Dans certains de mes prochains textes, je vous propose une intrusion impromptue d’un politologue dans le champ lexical d’une discipline intellectuelle connexe à la sienne, mais néanmoins très mystérieuse et surtout peu scientifique : « l’économie ». Aujourd’hui : Platon.

Dans la plupart des manuels d’économie, on attribue à Adam Smith la paternité de l’économie politique moderne[1]. Est-ce à dire qu’au moment Smith a écrit, en 1776, son célèbre livre intitulé Recherches sur la nature et les causes de la richesse des nations, le professeur de morale de l’Université d’Édimbourg investissait un terrain inexploré jusqu’alors et où la réflexion analytique sur le sujet était inexistante ? Pas du tout. Nous nous souvenons d’avoir déjà lu quelque part (mais nous avons oublié la source) que, chez les ÉgyptienNEs, les cycles économiques avaient une durée de sept ans (7 ans de vaches maigres et 7 ans de vaches grasses) et qu’ils étaient en lien avec la crue du Nil.

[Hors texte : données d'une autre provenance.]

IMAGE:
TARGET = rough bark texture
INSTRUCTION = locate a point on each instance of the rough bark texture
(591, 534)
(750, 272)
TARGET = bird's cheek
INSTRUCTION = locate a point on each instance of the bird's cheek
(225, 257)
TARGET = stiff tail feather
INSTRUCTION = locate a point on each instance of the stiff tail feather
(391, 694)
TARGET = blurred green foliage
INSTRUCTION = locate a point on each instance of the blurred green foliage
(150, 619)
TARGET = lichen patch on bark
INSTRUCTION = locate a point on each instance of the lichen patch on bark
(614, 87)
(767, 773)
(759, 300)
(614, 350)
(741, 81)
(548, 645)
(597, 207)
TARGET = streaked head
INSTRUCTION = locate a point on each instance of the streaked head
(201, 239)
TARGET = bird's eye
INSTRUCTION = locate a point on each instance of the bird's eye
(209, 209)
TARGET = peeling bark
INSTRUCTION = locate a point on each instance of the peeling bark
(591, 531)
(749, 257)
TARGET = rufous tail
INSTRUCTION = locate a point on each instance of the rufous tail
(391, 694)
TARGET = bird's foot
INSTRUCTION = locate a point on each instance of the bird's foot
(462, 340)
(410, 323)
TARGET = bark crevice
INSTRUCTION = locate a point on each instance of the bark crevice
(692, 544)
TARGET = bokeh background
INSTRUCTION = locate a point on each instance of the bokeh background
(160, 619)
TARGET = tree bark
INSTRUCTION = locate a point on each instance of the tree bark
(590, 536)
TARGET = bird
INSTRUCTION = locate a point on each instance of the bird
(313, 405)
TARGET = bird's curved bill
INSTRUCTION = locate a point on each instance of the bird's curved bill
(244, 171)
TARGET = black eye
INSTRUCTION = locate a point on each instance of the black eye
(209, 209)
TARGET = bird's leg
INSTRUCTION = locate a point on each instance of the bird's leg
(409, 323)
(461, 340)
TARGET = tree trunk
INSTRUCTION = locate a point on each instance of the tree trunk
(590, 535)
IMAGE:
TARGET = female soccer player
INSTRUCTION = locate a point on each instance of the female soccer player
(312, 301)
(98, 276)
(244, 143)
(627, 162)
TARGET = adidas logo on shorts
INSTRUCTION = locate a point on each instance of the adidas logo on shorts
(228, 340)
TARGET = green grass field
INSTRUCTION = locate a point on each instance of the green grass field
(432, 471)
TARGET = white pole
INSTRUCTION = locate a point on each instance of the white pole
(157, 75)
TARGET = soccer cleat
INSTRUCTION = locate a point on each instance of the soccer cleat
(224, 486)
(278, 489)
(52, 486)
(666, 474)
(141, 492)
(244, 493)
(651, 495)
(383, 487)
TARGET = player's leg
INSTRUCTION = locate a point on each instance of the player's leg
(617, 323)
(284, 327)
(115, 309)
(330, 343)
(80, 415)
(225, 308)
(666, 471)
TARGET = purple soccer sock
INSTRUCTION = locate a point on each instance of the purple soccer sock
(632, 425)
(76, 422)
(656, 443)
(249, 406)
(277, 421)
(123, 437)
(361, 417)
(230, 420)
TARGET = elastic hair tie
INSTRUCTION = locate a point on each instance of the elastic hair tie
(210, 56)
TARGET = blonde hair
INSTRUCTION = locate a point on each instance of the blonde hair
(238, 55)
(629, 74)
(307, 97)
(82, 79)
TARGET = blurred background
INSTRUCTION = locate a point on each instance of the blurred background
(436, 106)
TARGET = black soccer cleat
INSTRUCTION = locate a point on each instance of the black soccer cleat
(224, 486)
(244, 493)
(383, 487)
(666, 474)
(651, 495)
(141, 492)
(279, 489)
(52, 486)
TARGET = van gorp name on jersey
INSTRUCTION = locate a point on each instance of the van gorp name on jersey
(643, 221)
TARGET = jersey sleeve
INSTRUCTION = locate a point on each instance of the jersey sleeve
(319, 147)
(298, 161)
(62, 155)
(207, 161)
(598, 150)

Nous nous rappelons d’avoir lu que vers le Ve siècle avant Jésus-Christ, les sophistes réclamaient déjà la réduction du rôle de l’État et la libéralisation des échanges avec l’extérieur. Leurs idées étaient combattues par Socrate et Platon. Nous avons également appris, lors de nos cours d’introduction à la « Science économique », que Zénophon (vers 430 à 355 avant Jésus-Christ) a rédigé deux ouvrages intitulés : L’économique et Les revenus. Dans ces deux ouvrages il s’interrogeait sur la manière d’accroître la richesse. Il définissait l’économie domestique comme étant l’art permettant de bien administrer son patrimoine et distinguait deux concepts qui sont encore très utilisés aujourd’hui en économie : la valeur d’usage (une flûte est utile à la personne qui sait en jouer) et la valeur d’échange (la possibilité de vendre l’instrument).

N’ayant pas approfondi nos recherches sur la pensée économique de l’Égypte Antique et sur l’analyse économique de Zénophon, nous préférons amorcer notre réflexion aujourd’hui à partir d’une figure de proue de la philosophie occidentale : Platon. Nous poursuivrons, au cours des prochaines semaines, avec Aristote, Flora Tristan, Schumpeter et Keynes.

Platon[2] (-428 – 348)

Fils d’aristocrate, Platon fut l’élève de Socrate dont il a suivi les enseignements de -408 à -399. On le décrit comme un « (idéaliste) à tendance mystique », on dit de sa philosophie qu’elle « n’est peut-être que l’expression inversée (ou idéalisée) d’une réalité historique et politique » (Le petit Robert 2, 1981, p. 1459). Ce jugement n’est pas, selon nous, complètement erroné. L’analyse de Platon part d’un principe de base : trouver les lois susceptibles de garantir la justice au sein de la Cité. Ce sera dans La République qu’il nous livrera sa vision normative[3] de la Cité idéale. S’inspirant de Sparte, Platon propose une division hiérarchique de la société en trois classes sociales (les « gouvernants », les « gardiens » et les « laboureurs »). Chez lui, l’appartenance à la classe supérieure n’a rien à voir avec la naissance. Elle est fondée sur les qualités de chacun et est reconnue au moyen d’examens.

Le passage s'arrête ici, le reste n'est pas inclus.